Divulgação/Netflix e Montagem/UOL
Bianca Comparato, Fernanda Vasconcellos e Maria Flor: atrizes que fizeram fama na Globo estão em "3%", da Netflix Imagem: Divulgação/Netflix e Montagem/UOL

Beatriz Amendola

Do UOL, em São Paulo

25/04/2018 10h40

A TV brasileira não é mais a mesma. A Lei da TV Paga, que estabeleceu cotas para produção nacional, foi implementada há sete anos, e a Globo tem privilegiado, desde 2015, os contratos por obra em detrimento daqueles de longo prazo --política que deixou nomes como Malu Mader, Maitê Proença e Carolina Ferraz sem contratos com a Vênus Platinada pela primeira vez em décadas. Nesse meio tempo, o Brasil também entrou de cabeça no streaming, com a Netflix lançando no final de 2016 sua primeira série nacional, "3%".
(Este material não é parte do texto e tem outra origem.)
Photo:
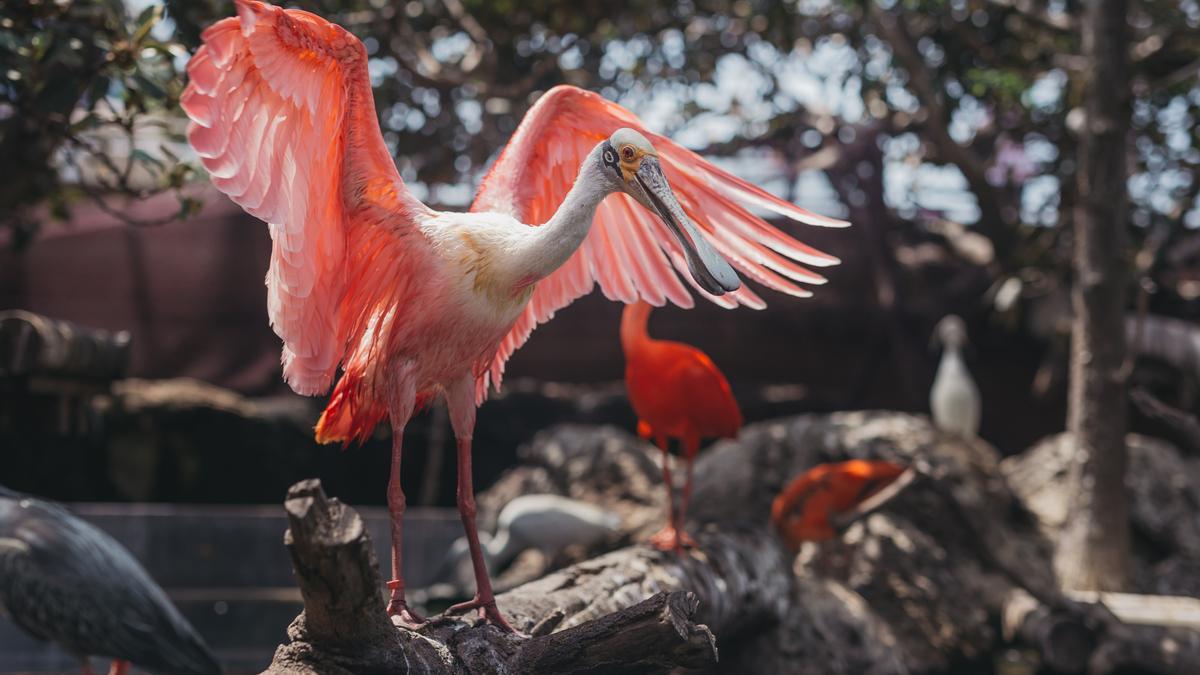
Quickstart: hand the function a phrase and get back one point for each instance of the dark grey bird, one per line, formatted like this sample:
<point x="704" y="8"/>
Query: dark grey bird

A aposta deu certo. Apesar de ter sido alvo de críticas negativas, a série teve boa repercussão internacional e foi rapidamente renovada para sua segunda temporada, que estreia nesta sexta-feira (27) com uma produção notavelmente mais afinada e sofisticada. E, de quebra, ainda abriu caminhos para outras produções “made in Brazil” tomarem o serviço de streaming. 

Em março, a Netflix estreou “O Mecanismo”, a ambiciosa (e polêmica) série de José Padilha (“Tropa de Elite”) sobre a Operação Lava Jato. E outras três produções, ainda inéditas, estão em desenvolvimento pela plataforma: a sitcom “Samantha!” e os dramas “Coisa Mais Linda”, de época, e “Sintonia”, uma parceria com o produtor musical Kondzilla, dono do canal brasileiro mais visto no YouTube.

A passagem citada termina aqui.